Hopkins builds the novel as four separate verse sequences that occasionally intersect, giving each character equal weight and equal interiority. As in all her books, the verse form allows a density of psychological observation that would be difficult to sustain in conventional prose. The novel is 656 pages long, and what makes it feel not exhausting but essential is the precision with which Hopkins tracks four distinct forms of interior disaster.

A Companion to Impulse

Perfect follows on from Impulse (2007), which followed three teenagers in a psychiatric facility after suicide attempts. Cara and Sean are among those who knew the characters from Impulse; Andre also has a connection to the events of the earlier novel. Reading the books in sequence provides important context, though Perfect functions independently as well.

The pair of novels together give an unusually complete portrait of the pressures — on ideal bodies, on academic achievement, on sexual identity, on family loyalty — that accumulate around teenagers in a culture demanding performance and conformity. Hopkins refuses to offer solutions; she offers honesty, which her readers consistently report is rarer and more valuable.

Why Perfect Has Been Banned

Perfect has been challenged in 3 states across 5 school districts, making it less frequently targeted than most of Hopkins's other novels. The challenges cite language, sexual content, and the novel's honest treatment of eating disorders, depression, and self-harm. The depiction of sexual violence in one of the narrative threads has also been cited.

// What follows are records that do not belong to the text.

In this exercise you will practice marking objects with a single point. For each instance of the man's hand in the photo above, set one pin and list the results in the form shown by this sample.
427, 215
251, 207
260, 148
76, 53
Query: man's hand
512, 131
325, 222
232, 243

As with other Hopkins titles, the readers targeted by removal of the book from school libraries are often the very students who most benefit from seeing their experiences treated with honesty and craft. Hopkins's books reach readers who are already living the realities she depicts — and who have consistently described finding her work when no other book in the library reflected what they were going through.

Banned in Schools

Banned or challenged in 3 states across 5 school districts.